The work’s site-specificity demonstrates the transformation that materials and people undergo when crossing the border. On one side, a person or object may have an entirely different role than on the other. Untitled #12 also references the contentious world of water politics, an issue that concerns residents on either side of the border. The work’s many meanings originate from Hernandez’s experiences, both national and personal, that he encounters living near and–frequently crossing–the border.
Cristian Franco and Felipe Manzano. "Transborder Games," (2010). Members of Homeless art collective, created screened t-shirts and soccer performances, as shown here, for the 2009/2010 MexiCali Biennial, Calexico, CA and Mexicali, MX. Photo credit: Odette Barajas.
Homeless is an art collective that includes Cristian Franco and Felipe Manzano. Both artists were born in Guadalajara, Mexico. Franco has held residencies at numerous museums, including the Museum of Contemporary Arts in Denver, and has extensively shown his work in the United States and Mexico. His work explores Mexican identity and politics, with allusions to contemporary popular culture, through processes as varied as oil painting, bronze casting, and silkscreening. Manzano has shown his work at shows such as 2011’s “Evidence of Absence” at Death Be Kind, a gallery in Victoria, Australia. Together, the collective created the signature performance work of the 2009/2010 Mexicali Biennial.
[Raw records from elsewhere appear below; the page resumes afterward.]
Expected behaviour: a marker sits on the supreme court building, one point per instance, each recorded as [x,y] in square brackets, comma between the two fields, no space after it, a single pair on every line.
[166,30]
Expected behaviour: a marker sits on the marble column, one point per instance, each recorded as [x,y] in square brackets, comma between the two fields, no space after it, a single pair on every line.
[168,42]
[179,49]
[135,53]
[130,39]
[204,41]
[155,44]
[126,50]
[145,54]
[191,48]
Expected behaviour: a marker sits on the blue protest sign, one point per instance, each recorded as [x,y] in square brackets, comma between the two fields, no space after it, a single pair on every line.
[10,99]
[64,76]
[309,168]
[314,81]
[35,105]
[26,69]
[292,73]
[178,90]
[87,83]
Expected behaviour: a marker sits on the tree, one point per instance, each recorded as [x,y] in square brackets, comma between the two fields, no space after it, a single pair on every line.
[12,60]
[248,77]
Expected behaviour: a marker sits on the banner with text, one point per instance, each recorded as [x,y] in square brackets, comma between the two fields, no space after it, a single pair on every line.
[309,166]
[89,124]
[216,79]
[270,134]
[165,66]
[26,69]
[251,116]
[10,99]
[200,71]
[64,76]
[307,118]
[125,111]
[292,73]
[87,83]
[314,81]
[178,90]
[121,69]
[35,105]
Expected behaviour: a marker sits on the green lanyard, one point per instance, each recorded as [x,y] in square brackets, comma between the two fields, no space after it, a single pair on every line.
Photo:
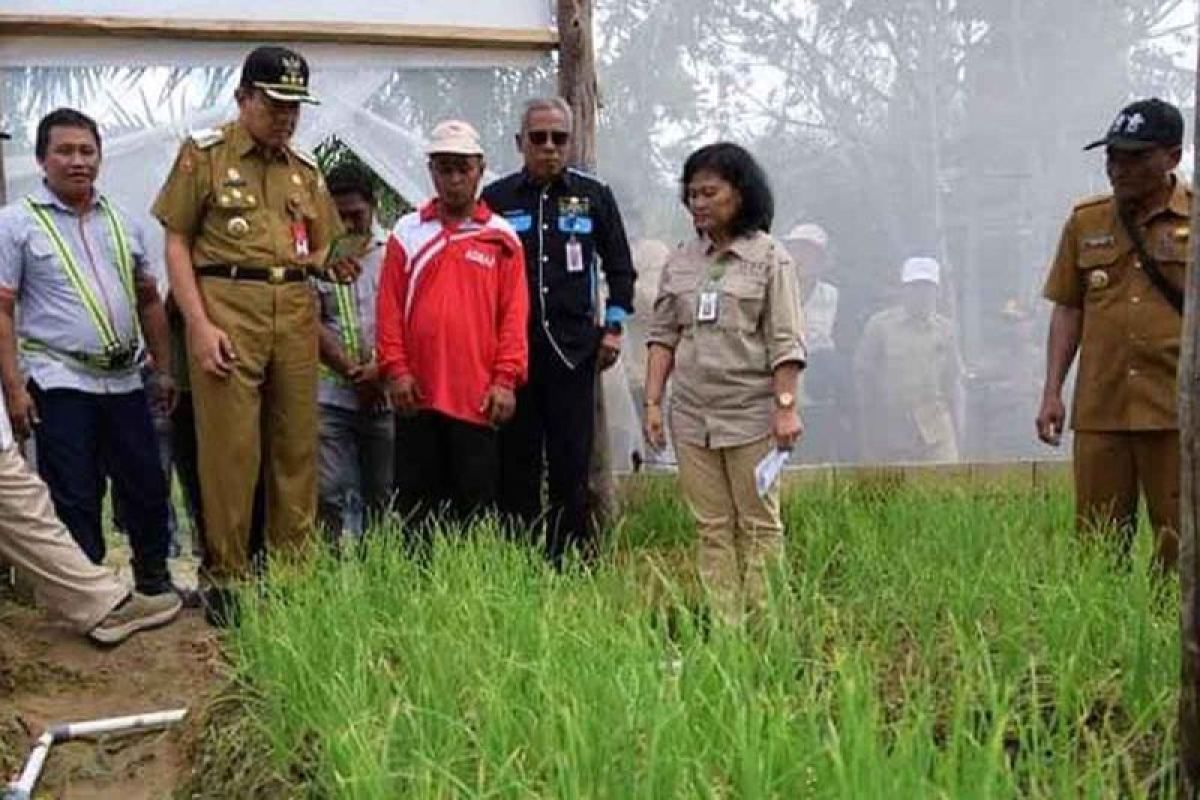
[105,326]
[348,317]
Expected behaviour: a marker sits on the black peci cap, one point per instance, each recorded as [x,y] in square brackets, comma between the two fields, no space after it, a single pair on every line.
[281,73]
[1144,125]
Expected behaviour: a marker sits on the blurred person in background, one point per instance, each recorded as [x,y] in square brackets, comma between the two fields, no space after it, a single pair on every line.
[1116,284]
[726,330]
[90,311]
[451,337]
[571,228]
[909,374]
[357,452]
[826,425]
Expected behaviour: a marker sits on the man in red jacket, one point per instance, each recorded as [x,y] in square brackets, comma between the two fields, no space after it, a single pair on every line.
[453,312]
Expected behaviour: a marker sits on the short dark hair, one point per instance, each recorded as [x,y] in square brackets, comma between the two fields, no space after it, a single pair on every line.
[63,118]
[735,164]
[351,179]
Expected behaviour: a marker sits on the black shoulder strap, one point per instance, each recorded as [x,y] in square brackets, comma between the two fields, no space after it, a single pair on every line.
[1150,265]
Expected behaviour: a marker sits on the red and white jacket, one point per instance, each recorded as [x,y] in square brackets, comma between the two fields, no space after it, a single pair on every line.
[453,310]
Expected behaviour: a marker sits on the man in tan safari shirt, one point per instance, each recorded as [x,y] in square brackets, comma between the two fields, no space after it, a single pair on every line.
[249,220]
[909,376]
[1116,283]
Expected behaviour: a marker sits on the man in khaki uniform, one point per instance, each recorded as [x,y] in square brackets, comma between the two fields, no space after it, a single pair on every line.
[909,374]
[1116,283]
[249,220]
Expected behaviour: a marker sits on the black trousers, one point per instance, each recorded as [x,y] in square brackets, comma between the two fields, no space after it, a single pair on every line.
[551,433]
[444,467]
[81,439]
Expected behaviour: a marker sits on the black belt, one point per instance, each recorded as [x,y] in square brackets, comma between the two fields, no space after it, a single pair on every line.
[265,274]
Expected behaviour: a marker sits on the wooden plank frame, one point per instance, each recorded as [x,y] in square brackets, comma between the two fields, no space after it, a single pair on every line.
[231,30]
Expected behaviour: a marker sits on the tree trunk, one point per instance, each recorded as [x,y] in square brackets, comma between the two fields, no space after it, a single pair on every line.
[1189,509]
[577,86]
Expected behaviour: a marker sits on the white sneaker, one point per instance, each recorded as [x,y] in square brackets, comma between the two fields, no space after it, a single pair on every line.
[136,613]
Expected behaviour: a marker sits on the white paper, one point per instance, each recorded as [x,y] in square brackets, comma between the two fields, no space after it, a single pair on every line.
[768,469]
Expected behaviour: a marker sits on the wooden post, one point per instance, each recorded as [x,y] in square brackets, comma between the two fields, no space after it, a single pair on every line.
[577,86]
[1189,506]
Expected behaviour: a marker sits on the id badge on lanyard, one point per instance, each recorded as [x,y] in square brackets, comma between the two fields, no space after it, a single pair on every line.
[708,304]
[574,254]
[300,236]
[708,301]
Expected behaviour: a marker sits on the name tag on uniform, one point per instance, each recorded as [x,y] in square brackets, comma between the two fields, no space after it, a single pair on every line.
[300,236]
[574,256]
[520,221]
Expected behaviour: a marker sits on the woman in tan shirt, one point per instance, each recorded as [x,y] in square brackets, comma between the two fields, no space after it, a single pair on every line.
[726,326]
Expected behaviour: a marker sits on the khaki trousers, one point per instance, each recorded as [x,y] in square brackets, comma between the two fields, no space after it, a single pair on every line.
[34,541]
[739,533]
[1109,469]
[263,414]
Transborder Game was a soccer match played by participants on both sides of the U.S.-Mexico border. The teams wore shirts printed with the faces of US and Mexican presidents since the signing of NAFTA, along with the respective colors of the countries’ flags. Observers stood on a ladder overlooking the match in order to perceive both sides of the interaction. Through the intimate and highly personal medium of a soccer match, the artists hoped to encourage “confrontation, cooperation, competition, and exchanges” between individuals and explore the interaction on a national and human scale.
The work casts a light on the permeability of the border and both reflects and constructs relationships between the two countries. The very act of punting the ball over the border fence constituted a subversion of the construction and alluded to the considerable volume of people and commodities that cross the border each day. Players acted as representatives of their countries–each encounter with a member of the other team could produce a new relationship between the nations. Additionally, players on one side could not perceive the action occurring on the other side, underscoring the complex and often convoluted nature of bilateral relations.
MexiCali Biennial 09/10 curators were Ed Gomez, Luis G. Hernandez, and Amy Pederson Converse.
The second round of programming for the MexiCali Biennial occurred three years after the first, spanning two years in four sites in Mexico and California. Venues in Mexico were Casa del Tunel in Tijuana and Mexicali Rose and Sala de Arte UABC in Mexicali. The exhibition culminated in a showcase at OTIS Ben Maltz Gallery in Los Angeles.